Marginal inference is the task of inferring the probability of one variable taking a particular value. Using the law of total probability, it is straightforward to express this probability as the sum of the probabilities of possible worlds that contain the requested value for that variable.

Exact inference is an intractable problem on factor graphs, but a commonly used method in this domain is Gibbs sampling. The process starts from a random possible world and iterates over each variable `v`, updating its value by taking into account the factor functions of the factors that `v` is connected to and the values of the variables connected to those factors (this is known as the Markov blanket of `v`). After enough iterations over the random variables, we can compute the number of iterations during which each variable had a specific value and use the ratio between this quantity and the total number of iterations as an estimate of the probability of the variable taking that value.

## Inference in DeepDive

DeepDive allows the user to write inference rules to specify how to create the factor graph. A rule expresses concepts like "If John smokes then he is likely to have cancer" and, in other words, describes the factor function of a factor and which variables are connected to this factor. Each rule has a weight (either computed by DeepDive or assigned by the user), which represents the confidence in the correctness of the rule. If a rule has a high positive weight, then the variables appearing in the rule are likely to take on values that would make the rule evaluate to true. In the above example, if the rule "If John smokes then he is likely to have cancer" has a high weight and we are sure that John smokes, then we are also reasonably confident that John has cancer. However, if we are not sure whether or not John smokes, then we can not be sure about him having cancer either. In the latter case, both "John does not have cancer," and "John has cancer" would make the rule evaluate to true.
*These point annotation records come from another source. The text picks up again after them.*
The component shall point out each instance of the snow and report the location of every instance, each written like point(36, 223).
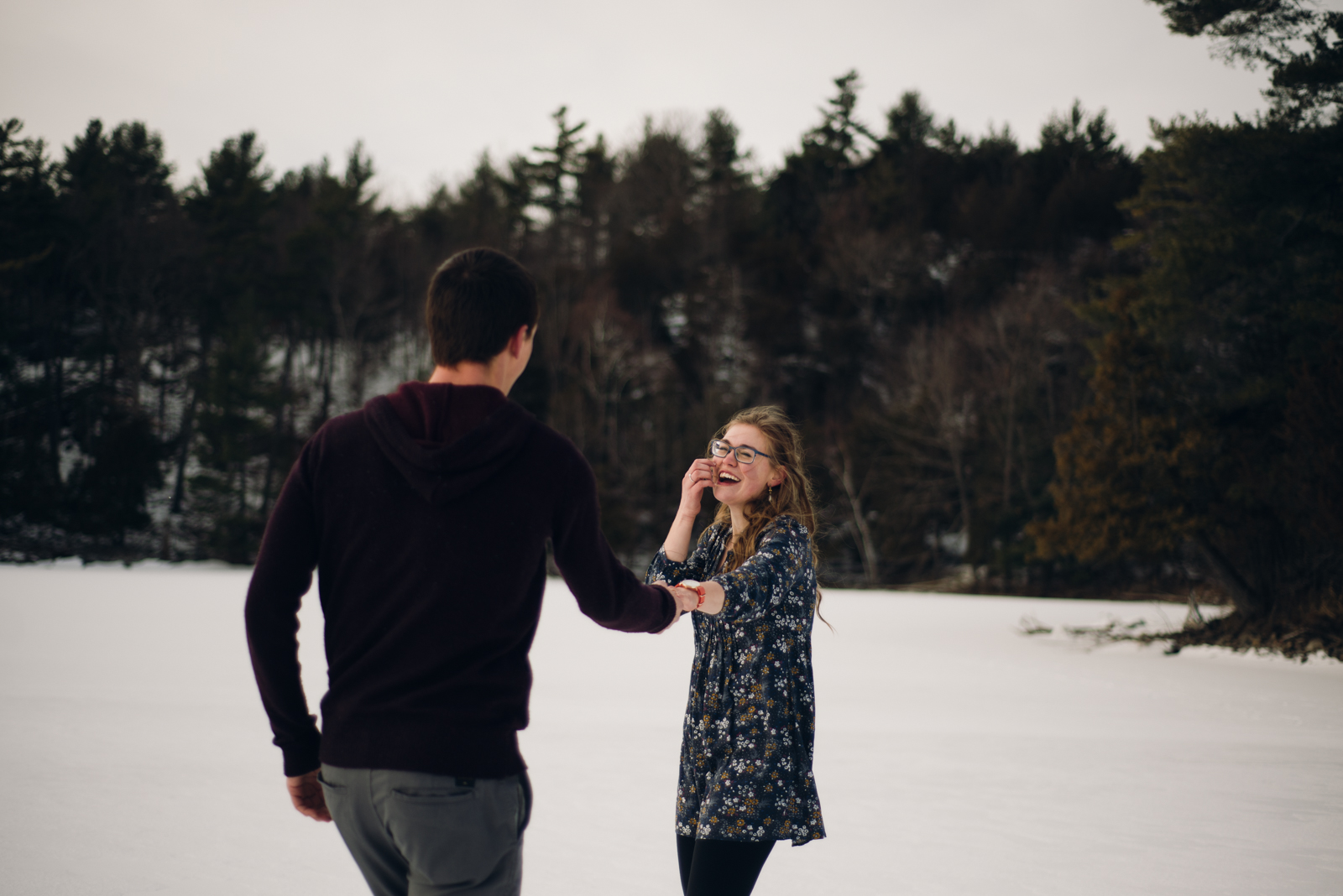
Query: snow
point(954, 755)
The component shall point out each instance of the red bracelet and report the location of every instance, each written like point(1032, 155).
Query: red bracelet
point(698, 589)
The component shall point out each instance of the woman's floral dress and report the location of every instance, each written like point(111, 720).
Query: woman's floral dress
point(750, 723)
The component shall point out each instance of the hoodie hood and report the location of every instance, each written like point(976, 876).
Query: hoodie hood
point(447, 440)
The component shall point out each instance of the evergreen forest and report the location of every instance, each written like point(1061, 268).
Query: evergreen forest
point(1022, 365)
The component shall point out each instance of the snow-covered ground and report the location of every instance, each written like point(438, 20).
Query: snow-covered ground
point(954, 755)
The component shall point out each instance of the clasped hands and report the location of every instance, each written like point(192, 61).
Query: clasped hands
point(688, 597)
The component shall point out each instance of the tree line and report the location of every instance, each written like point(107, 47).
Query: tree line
point(1052, 369)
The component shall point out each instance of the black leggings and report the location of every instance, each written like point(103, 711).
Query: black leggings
point(720, 867)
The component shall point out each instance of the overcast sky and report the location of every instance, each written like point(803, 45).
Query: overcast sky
point(427, 85)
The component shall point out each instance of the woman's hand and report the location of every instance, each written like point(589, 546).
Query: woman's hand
point(696, 479)
point(713, 596)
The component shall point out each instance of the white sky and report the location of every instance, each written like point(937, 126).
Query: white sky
point(430, 83)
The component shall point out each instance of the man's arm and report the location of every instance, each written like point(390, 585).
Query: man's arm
point(608, 593)
point(280, 580)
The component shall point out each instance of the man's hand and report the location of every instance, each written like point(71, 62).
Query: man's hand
point(682, 602)
point(306, 794)
point(713, 596)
This is a subtle but very important point. Contrary to many traditional machine learning algorithms, which often assume that prior knowledge is exact and make predictions in isolation, DeepDive performs joint inference: it determines the values of all events at the same time. This allows events to influence each other if they are (directly or indirectly) connected through inference rules. Thus, the uncertainty of one event (John smoking) may influence the uncertainty of another event (John having cancer). As the relationships among events become more complex this model becomes very powerful. For example, one could imagine the event "John smokes" being influenced by whether or not John has friends who smoke. This is particularly useful when dealing with inherently noisy signals, such as human language.